Towards the end of 1852 Taylor became aware that gold could be bought from diggers on the Ballarat fields at greatly reduced prices.
His plan was to establish a private mint in Melbourne, strike gold coins and release them at their full value in London.
Taylor formed a syndicate with two colleagues, Messrs Hodgkin and Tyndall: the three investing £13,000 in the enterprise.
They chartered a fully rigged 600-ton vessel to transport the coining press, the dies and two employees, Reginald Scaife (manager) and William Morgan Brown (assistant).
The vessel was aptly named ‘The Kangaroo’, then, as now, a symbol of Australia.
Taylor’s mint was known as the Kangaroo Office and was situated near Melbourne’s Flagstaff Gardens in what is now Franklin Street West.
‘The Kangaroo’ arrived at Hobsons Bay on 23rd October 1853, and the huge coining press was deposited on the wharf. And there it sat.
Unfortunately, it was too heavy to transport. The only option was to take it apart and move it, piece-by-piece, to the Kangaroo Office, where it was reassembled and put into working order.
The Kangaroo Office eventually commenced operations in May 1854, striking gold coins. To thwart currency laws, the designs were made to look more like weights than coins. Taylor himself cut the dies for a 2oz, 1oz, 1/2oz and ¼oz gold piece, each dated 1853.

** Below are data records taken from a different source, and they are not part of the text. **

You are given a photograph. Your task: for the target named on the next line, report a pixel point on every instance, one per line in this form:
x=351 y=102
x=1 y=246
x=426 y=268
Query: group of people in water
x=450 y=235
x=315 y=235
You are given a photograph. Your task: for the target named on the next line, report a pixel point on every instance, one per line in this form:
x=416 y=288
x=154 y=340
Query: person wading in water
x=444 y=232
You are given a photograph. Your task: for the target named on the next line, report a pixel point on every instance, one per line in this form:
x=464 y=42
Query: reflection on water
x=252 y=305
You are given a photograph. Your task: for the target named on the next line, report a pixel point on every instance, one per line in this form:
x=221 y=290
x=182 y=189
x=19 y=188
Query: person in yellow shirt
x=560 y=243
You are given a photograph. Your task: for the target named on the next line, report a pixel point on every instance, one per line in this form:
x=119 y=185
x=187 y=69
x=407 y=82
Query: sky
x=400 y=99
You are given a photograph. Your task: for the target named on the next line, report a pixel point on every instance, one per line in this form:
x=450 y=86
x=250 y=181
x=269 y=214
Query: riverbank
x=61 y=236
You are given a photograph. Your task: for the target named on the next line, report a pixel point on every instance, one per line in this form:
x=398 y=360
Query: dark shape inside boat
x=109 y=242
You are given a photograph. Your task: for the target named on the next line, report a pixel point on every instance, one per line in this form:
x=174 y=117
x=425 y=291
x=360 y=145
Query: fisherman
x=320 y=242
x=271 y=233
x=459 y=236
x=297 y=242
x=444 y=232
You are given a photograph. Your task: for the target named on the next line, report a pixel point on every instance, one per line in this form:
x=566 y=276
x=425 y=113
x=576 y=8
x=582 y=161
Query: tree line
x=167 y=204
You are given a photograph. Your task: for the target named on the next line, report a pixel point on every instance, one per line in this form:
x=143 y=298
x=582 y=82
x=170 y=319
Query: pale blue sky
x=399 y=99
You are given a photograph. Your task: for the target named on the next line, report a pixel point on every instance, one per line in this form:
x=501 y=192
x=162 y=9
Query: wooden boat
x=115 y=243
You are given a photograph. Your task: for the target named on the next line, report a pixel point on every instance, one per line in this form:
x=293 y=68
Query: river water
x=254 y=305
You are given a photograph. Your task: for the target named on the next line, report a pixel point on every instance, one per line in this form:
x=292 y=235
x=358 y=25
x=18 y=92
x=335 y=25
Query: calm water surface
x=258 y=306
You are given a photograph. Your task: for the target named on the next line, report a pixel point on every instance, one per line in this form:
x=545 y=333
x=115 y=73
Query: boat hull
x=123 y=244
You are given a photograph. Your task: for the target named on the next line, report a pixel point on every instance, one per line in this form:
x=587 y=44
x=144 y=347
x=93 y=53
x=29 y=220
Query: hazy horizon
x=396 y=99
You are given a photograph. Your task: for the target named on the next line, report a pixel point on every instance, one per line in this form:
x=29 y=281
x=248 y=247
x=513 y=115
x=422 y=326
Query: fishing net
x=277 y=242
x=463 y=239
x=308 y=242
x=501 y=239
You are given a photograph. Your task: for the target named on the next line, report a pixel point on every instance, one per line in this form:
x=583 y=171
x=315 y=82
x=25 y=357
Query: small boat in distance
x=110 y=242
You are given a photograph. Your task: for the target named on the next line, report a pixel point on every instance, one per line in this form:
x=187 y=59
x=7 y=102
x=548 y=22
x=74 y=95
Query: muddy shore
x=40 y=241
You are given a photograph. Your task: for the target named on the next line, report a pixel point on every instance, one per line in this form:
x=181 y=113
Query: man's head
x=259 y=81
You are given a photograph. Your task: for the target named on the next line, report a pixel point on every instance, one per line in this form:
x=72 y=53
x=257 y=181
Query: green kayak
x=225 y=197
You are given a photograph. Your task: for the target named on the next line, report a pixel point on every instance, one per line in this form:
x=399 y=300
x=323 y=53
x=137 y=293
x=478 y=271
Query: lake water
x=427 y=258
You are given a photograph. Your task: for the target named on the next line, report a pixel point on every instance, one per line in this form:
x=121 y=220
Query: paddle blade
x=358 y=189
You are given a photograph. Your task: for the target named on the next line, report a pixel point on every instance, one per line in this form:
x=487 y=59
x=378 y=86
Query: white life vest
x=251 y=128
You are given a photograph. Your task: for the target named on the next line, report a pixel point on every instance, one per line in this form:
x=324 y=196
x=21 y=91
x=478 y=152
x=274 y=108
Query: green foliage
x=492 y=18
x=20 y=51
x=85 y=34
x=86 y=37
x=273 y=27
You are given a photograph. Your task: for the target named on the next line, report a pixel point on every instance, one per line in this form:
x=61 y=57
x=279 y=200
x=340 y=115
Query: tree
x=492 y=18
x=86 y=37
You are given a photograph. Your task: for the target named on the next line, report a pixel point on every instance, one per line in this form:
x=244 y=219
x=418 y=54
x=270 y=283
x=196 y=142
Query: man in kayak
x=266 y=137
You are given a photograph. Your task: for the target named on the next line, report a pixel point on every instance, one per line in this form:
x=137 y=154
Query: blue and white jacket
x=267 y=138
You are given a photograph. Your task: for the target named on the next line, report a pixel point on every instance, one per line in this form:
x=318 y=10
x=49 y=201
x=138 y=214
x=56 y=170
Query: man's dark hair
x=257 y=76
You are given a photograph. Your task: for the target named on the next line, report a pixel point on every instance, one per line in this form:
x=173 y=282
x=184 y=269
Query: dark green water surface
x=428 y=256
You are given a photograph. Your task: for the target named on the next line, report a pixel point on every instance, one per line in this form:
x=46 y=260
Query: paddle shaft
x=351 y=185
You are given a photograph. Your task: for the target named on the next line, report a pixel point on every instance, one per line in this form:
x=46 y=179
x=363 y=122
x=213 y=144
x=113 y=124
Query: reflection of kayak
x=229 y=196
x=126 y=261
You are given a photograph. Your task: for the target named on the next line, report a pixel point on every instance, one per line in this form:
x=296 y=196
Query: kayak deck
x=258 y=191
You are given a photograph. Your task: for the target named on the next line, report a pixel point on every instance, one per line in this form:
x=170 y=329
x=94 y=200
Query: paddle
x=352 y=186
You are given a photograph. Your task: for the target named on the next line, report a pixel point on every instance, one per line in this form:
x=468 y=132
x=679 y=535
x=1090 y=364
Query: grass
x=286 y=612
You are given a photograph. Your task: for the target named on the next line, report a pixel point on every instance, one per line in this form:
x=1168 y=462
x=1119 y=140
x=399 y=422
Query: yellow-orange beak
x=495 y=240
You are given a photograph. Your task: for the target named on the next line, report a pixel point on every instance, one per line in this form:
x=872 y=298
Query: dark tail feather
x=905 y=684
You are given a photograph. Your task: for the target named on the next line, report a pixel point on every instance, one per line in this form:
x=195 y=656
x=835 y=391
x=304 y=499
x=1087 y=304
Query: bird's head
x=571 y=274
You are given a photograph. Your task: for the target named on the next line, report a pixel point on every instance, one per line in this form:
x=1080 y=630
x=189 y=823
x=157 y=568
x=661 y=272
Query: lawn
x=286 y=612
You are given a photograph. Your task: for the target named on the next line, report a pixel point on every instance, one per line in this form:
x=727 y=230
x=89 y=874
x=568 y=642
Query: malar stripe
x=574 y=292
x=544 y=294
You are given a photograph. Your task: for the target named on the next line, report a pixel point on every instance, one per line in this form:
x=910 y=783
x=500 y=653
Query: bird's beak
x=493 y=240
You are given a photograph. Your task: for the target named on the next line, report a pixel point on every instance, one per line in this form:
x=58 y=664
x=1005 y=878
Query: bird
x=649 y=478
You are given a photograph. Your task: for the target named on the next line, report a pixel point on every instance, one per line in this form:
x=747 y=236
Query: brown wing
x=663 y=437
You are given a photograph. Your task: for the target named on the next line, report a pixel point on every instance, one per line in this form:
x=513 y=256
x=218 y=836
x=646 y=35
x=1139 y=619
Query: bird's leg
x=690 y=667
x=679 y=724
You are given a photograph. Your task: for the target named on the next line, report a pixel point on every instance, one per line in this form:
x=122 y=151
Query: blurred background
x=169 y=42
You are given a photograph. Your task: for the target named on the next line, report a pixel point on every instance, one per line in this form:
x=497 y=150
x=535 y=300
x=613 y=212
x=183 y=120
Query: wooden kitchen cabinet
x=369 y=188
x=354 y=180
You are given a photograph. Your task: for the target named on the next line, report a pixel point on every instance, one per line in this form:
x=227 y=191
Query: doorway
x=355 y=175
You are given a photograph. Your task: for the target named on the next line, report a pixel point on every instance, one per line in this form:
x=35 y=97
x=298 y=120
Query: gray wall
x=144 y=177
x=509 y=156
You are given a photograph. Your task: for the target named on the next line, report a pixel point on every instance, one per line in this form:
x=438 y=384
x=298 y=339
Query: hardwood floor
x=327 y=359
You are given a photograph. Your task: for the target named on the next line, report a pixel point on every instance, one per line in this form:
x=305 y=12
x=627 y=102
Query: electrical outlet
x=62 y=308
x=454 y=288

The company was under financial pressure right from the outset. By the time the mint was operational gold, which had been £2/15/- per ounce when the plan was hatched, had moved up to £4/4/- an ounce. And there was a glut of English sovereigns in circulation.
Despite the financial challenges of the operation Taylor was unconvinced that his days as a coin designer and manufacturer were at an end.
In 1855 he produced dies for the striking of a sixpence and shilling in gold, silver and copper. This was his first attempt at producing a piece depicting a value rather than a weight.
The coins display the same broad engine-turned rim, the obverse featuring a superb portrait of Queen Victoria with VICTORIA and AUSTRALIA embedded in the rim. The reverse features the denomination in figures at the centre and in letters embedded in the rim above.
Taylor operated his Kangaroo Office for three years during which time he sustained substantial losses.
With all hope of a profit gone, the dispirited promoters in London issued instructions for the Kangaroo Office to be closed.
Now while it is true that Taylor never achieved his ambitions, the Port Phillip Kangaroo Office coins are revered by collectors and investors in Australia. And right across the globe.